There were also spells at Immingham, Stalybridge and Gateshead before he signed for Ernie Moss, Gainsborough's manager and one of the few men in football more widely travelled than him. Sherwood's job as a financial adviser for an insurance company means he is not always able to train. He has, none the less, made a vital contribution to a Cup run which started in the cricket season.

Moss takes up the story. "There was one particular save in the fourth qualifying round against Halifax, who were unbeaten and top of the Vauxhall Conference. We'd equalised to make it 1-1 when a ricochet fell to to their leading scorer, [Geoff] Horsfield, 10 yards out. He struck it superbly, but Steve made a brilliant reaction stop. Within a few minutes we'd got the winner."

Knocking out Halifax was, said Sherwood, "as satisfying as any win in my career". Really? "Absolutely. Most of the younger lads have never been to the first round and the look on their faces said it all," he explained. "We had champagne in the dressing-room and crates of lager - it was a massive thing for the club."

Why does he continue to put himself in the firing line?
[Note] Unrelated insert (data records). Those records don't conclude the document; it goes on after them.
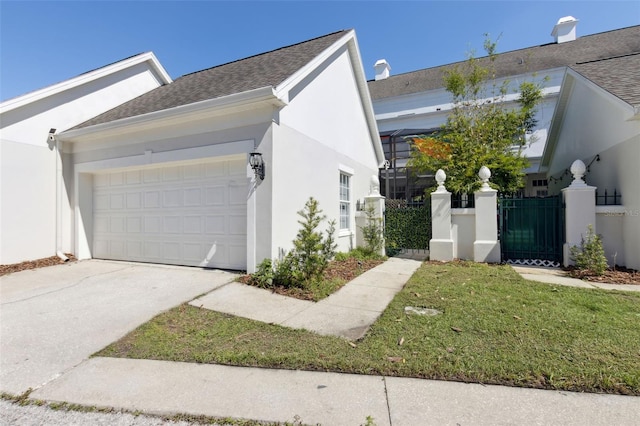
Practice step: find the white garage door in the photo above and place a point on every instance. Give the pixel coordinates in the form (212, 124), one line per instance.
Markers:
(189, 214)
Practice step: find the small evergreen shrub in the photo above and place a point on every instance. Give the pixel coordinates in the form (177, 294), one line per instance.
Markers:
(263, 277)
(311, 250)
(589, 256)
(309, 258)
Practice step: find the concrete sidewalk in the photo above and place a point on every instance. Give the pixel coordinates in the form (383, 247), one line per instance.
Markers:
(560, 277)
(163, 387)
(348, 313)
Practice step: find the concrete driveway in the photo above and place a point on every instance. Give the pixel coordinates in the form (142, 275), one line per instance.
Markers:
(51, 319)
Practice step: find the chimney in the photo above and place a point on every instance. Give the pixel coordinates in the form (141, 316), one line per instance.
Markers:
(382, 68)
(565, 29)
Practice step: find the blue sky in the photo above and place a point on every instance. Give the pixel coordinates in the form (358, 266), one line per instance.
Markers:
(43, 43)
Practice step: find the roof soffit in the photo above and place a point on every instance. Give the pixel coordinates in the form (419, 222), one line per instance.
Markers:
(85, 78)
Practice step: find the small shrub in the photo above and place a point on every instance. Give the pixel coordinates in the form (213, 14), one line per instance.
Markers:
(309, 258)
(589, 257)
(287, 272)
(311, 250)
(263, 277)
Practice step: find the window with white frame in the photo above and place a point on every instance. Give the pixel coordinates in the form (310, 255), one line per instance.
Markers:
(345, 201)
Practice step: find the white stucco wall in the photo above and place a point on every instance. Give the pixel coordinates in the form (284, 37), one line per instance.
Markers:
(463, 231)
(28, 176)
(597, 123)
(610, 226)
(321, 132)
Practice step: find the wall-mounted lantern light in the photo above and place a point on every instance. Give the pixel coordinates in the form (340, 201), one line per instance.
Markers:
(257, 164)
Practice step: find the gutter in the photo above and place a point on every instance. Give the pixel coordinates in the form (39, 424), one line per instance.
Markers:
(58, 159)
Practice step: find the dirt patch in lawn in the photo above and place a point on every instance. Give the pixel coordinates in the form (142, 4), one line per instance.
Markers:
(33, 264)
(618, 275)
(337, 274)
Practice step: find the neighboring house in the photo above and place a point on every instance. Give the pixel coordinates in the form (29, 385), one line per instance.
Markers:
(416, 103)
(597, 120)
(165, 177)
(35, 220)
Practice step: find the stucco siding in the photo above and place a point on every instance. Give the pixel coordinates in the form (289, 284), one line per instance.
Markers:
(594, 121)
(307, 168)
(329, 110)
(27, 175)
(30, 215)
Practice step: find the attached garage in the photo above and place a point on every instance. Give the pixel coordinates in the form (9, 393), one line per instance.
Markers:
(192, 214)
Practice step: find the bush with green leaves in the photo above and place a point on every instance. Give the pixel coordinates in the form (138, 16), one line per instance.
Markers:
(589, 256)
(311, 254)
(372, 232)
(311, 249)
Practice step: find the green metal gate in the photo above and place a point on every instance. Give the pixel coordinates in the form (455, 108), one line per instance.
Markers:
(532, 230)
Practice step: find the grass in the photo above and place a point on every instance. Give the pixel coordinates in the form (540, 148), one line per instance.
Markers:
(495, 328)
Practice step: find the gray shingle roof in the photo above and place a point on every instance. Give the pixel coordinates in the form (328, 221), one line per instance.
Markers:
(266, 69)
(594, 47)
(620, 76)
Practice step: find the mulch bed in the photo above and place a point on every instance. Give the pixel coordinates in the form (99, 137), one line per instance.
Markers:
(33, 264)
(344, 269)
(617, 275)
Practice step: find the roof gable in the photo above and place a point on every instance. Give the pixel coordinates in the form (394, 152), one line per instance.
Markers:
(86, 78)
(588, 48)
(619, 76)
(263, 70)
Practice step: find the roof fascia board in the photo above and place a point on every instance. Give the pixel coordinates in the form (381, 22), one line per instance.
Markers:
(365, 98)
(349, 39)
(210, 106)
(571, 78)
(54, 89)
(599, 89)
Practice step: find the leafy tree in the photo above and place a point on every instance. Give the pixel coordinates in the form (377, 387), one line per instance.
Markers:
(481, 130)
"Because playing gives me an incredible buzz," he replied, almost affronted.

"I do feel the aches and strains the day after a game more than I used to, and I know I'm not going to get any better at my age. But experience is crucial in my position and I like to think mine has helped Gainsborough."

They are likely to need it at Sincil Bank. A century ago, in their inaugural Football League campaign, Trinity routed Lincoln 7-0 and later beat them 5-1 in the Cup. They also won 3-0 in a friendly last summer, though Sherwood and Moss know that history, ancient or modern, will have no bearing on the outcome.

Delving further into his catalogue of Cup disappointments for an example of what Gainsborough might achieve, Sherwood recalled Northampton succumbing at home to Bromsgrove. "It's not a nice experience for a full-time pro to lose to non-League opposition. You feel humiliated."

When Watford were shaking up the elite with their route-one football, Sherwood's booming clearances launched many an attack. He even scored at Coventry but can no longer kick so far. "If I could," he reflected, "I'd probably be playing for Lincoln rather than Gainsborough, given John Beck's reputation for the long-ball game."

The humour, like the hunger, has clearly survived that Gray day at Wembley.